Iceland to offer customers £1 reward for reporting shoplifters
The retailer's boss, Richard Walker, said any shoppers who point out offenders to members of staff will receive a payment to their membership card.
Iceland said the business faces a roughly £20 million hit from the cost of shoplifting each year.
Mr Walker, executive chairman of Iceland, told Channel Five news that shoplifting is not a 'victimless crime'.
'I'd like to announce that we will give £1 to any customer who points out a shoplifter.
'We'll put it on their bonus card, if they see any customers in our stores who is undertaking that offence.
'Some people see this as a victimless crime; it is not.
'It also keeps prices from being lowered because it is a cost to the business.
'It's a cost to the hours we pay our colleagues, as well as it being about intimidation and violence.'
He said the £20 million cost of theft limits the amount that the company can pay back out to its colleague and restrains its ability to lower prices.
'We'd like customers to help us lower our prices even more by pointing out shoplifters,' Mr Walker added.
Last month, official figures revealed that the number of shoplifting offences recorded by police in England and Wales climbed to another record high.
Some 530,643 offences were logged in the year to March 2025, up 20% from 444,022 in 2023-24 and the highest total since current police recording practices began in 2002-03.

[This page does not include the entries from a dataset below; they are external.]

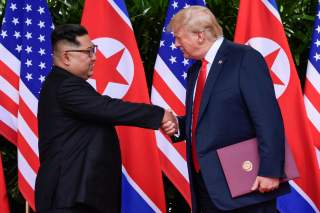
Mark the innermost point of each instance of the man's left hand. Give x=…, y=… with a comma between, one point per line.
x=265, y=184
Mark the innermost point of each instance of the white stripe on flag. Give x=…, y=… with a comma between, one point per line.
x=28, y=135
x=28, y=98
x=304, y=195
x=9, y=90
x=10, y=60
x=158, y=100
x=172, y=82
x=318, y=156
x=121, y=14
x=313, y=114
x=9, y=119
x=172, y=154
x=140, y=191
x=313, y=76
x=26, y=171
x=272, y=9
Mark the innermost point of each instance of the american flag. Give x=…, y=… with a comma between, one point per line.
x=168, y=91
x=25, y=60
x=312, y=84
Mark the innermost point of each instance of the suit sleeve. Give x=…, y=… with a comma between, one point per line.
x=78, y=98
x=258, y=93
x=182, y=130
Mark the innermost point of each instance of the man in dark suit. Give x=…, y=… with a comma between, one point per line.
x=80, y=161
x=230, y=98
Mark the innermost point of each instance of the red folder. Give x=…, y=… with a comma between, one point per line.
x=240, y=163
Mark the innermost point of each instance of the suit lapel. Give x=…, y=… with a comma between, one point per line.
x=215, y=70
x=192, y=78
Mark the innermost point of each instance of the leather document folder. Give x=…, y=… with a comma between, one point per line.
x=240, y=164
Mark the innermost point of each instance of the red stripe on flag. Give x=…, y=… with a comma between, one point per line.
x=8, y=133
x=165, y=91
x=315, y=135
x=9, y=75
x=29, y=154
x=173, y=174
x=26, y=190
x=7, y=103
x=28, y=116
x=312, y=94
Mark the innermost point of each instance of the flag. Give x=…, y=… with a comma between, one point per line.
x=259, y=25
x=119, y=73
x=312, y=84
x=169, y=91
x=25, y=60
x=4, y=204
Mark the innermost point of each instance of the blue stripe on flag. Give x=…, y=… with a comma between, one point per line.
x=132, y=202
x=293, y=203
x=273, y=3
x=122, y=6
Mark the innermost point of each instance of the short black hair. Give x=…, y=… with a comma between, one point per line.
x=67, y=32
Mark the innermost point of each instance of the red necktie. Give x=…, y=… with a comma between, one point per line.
x=195, y=112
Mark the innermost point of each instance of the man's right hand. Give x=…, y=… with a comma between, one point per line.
x=169, y=123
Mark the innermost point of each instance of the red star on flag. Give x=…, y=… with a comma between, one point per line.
x=105, y=70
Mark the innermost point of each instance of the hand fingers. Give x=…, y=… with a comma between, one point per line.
x=255, y=185
x=169, y=128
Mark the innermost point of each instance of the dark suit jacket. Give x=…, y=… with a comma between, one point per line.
x=79, y=151
x=238, y=103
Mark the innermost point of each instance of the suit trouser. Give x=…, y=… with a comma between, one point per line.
x=78, y=208
x=205, y=205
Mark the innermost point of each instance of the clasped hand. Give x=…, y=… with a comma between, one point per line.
x=265, y=184
x=169, y=123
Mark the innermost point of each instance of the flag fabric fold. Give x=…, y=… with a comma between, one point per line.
x=4, y=204
x=25, y=60
x=168, y=91
x=312, y=84
x=119, y=73
x=271, y=42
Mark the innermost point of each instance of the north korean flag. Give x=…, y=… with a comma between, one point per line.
x=119, y=73
x=259, y=25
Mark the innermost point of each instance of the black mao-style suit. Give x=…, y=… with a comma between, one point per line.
x=80, y=160
x=238, y=103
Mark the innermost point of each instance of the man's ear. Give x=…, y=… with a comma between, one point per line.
x=65, y=58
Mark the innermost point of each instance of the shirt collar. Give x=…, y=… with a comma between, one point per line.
x=211, y=54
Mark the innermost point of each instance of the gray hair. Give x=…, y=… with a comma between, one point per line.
x=196, y=19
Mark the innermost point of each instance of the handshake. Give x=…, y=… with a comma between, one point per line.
x=169, y=124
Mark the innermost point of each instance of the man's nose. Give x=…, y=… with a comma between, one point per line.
x=93, y=57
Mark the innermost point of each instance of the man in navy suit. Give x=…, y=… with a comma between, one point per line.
x=80, y=159
x=230, y=98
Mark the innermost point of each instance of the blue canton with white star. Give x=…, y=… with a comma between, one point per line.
x=25, y=32
x=314, y=56
x=169, y=53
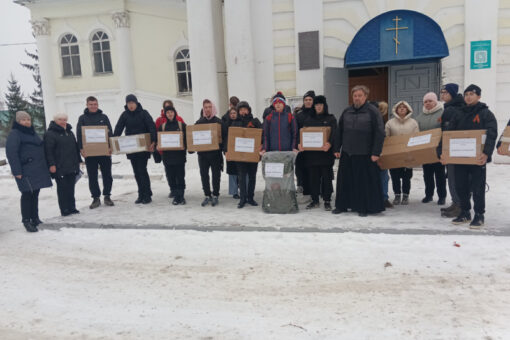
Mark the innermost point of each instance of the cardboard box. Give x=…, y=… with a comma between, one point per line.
x=130, y=144
x=95, y=140
x=505, y=141
x=410, y=150
x=203, y=137
x=170, y=140
x=244, y=144
x=313, y=138
x=463, y=147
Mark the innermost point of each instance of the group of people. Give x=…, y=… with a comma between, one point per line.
x=356, y=139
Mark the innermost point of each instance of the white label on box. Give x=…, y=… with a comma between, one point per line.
x=128, y=143
x=419, y=140
x=313, y=140
x=245, y=144
x=202, y=137
x=274, y=170
x=170, y=140
x=95, y=136
x=463, y=147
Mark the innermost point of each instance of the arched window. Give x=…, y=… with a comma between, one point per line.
x=183, y=69
x=101, y=52
x=70, y=53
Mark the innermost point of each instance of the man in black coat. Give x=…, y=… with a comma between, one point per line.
x=136, y=120
x=93, y=116
x=453, y=104
x=359, y=137
x=211, y=159
x=471, y=178
x=245, y=119
x=319, y=164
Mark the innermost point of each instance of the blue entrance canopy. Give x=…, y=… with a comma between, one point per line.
x=399, y=36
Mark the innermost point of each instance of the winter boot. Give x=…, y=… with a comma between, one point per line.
x=477, y=222
x=29, y=226
x=396, y=201
x=96, y=202
x=464, y=217
x=108, y=201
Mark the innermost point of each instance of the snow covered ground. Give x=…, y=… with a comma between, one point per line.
x=77, y=283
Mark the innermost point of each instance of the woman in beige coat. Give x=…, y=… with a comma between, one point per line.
x=401, y=124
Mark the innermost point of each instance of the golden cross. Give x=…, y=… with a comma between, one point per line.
x=396, y=28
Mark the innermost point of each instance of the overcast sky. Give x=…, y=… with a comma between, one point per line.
x=14, y=29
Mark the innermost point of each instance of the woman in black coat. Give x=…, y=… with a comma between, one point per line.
x=25, y=152
x=63, y=157
x=136, y=120
x=175, y=160
x=319, y=164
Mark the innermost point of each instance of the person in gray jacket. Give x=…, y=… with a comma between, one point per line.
x=25, y=153
x=428, y=120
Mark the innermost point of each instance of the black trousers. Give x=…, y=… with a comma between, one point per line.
x=320, y=181
x=401, y=180
x=65, y=192
x=471, y=178
x=245, y=169
x=438, y=171
x=105, y=164
x=30, y=205
x=175, y=174
x=139, y=164
x=206, y=163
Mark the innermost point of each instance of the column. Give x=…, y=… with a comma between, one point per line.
x=240, y=54
x=41, y=30
x=126, y=66
x=207, y=54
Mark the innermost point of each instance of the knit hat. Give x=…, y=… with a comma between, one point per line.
x=310, y=93
x=22, y=115
x=430, y=96
x=320, y=100
x=452, y=89
x=279, y=97
x=473, y=88
x=131, y=98
x=242, y=104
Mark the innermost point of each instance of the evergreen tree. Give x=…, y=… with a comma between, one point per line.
x=35, y=104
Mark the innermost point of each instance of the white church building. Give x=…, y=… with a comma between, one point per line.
x=189, y=50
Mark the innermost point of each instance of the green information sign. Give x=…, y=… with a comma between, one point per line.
x=480, y=54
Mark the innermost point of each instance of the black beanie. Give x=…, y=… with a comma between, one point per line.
x=131, y=98
x=473, y=88
x=310, y=93
x=242, y=104
x=320, y=100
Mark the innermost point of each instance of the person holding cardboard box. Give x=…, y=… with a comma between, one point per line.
x=93, y=116
x=453, y=103
x=471, y=178
x=25, y=151
x=63, y=156
x=431, y=119
x=319, y=164
x=246, y=171
x=401, y=124
x=360, y=138
x=211, y=159
x=135, y=120
x=174, y=159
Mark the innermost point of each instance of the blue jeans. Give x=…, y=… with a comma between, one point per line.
x=384, y=183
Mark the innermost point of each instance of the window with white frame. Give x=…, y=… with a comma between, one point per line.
x=101, y=53
x=183, y=70
x=70, y=54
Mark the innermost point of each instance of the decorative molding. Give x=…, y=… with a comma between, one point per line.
x=121, y=19
x=40, y=27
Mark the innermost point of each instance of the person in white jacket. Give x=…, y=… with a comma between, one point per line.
x=401, y=124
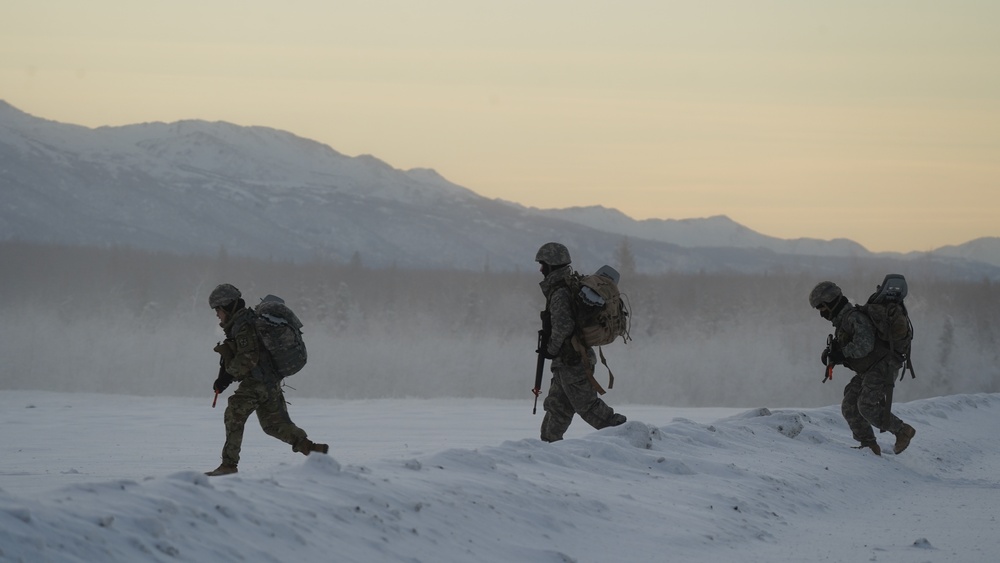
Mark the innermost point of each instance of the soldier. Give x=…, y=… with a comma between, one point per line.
x=243, y=360
x=856, y=346
x=572, y=389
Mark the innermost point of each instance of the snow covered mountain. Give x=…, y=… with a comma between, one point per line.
x=717, y=231
x=204, y=187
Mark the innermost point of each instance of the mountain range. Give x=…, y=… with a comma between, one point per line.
x=199, y=187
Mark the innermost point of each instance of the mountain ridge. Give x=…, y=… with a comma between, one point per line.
x=198, y=186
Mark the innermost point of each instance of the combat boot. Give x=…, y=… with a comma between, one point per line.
x=307, y=446
x=903, y=437
x=222, y=470
x=617, y=420
x=872, y=445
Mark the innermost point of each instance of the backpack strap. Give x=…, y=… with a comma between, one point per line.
x=611, y=376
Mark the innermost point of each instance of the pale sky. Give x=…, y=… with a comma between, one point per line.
x=876, y=120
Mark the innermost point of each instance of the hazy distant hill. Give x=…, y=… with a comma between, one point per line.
x=201, y=187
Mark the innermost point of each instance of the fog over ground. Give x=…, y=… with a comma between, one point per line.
x=132, y=322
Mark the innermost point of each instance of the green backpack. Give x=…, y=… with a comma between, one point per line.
x=280, y=331
x=600, y=308
x=892, y=322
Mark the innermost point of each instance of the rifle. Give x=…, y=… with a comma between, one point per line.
x=222, y=371
x=887, y=409
x=829, y=361
x=543, y=344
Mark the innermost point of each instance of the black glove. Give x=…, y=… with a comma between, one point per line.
x=833, y=355
x=221, y=382
x=225, y=350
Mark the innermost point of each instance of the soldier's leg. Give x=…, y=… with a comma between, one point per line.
x=239, y=407
x=274, y=420
x=860, y=427
x=558, y=410
x=875, y=384
x=583, y=396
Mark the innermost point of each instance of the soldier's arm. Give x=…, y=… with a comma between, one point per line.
x=562, y=320
x=246, y=354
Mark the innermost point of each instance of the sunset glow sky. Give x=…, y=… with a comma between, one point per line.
x=873, y=121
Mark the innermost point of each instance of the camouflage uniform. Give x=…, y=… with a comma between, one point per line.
x=860, y=350
x=572, y=390
x=259, y=389
x=876, y=371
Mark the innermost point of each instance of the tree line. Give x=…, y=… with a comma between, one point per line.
x=131, y=321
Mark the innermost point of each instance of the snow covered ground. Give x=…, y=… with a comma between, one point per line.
x=118, y=478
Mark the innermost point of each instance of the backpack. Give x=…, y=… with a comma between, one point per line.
x=601, y=311
x=280, y=331
x=892, y=323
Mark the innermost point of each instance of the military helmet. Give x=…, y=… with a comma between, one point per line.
x=223, y=295
x=824, y=292
x=553, y=254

At the time, retail bosses warned that shop theft was spiralling out of control and that business owners need to see immediate results as ministers have pledged thousands more officers for neighbourhood policing by next spring.
Association of Convenience Stores chief executive James Lowman said the recorded figures show more crimes are being reported, but this is still 'far too low', with many retailers having 'no faith' in incidents being investigated.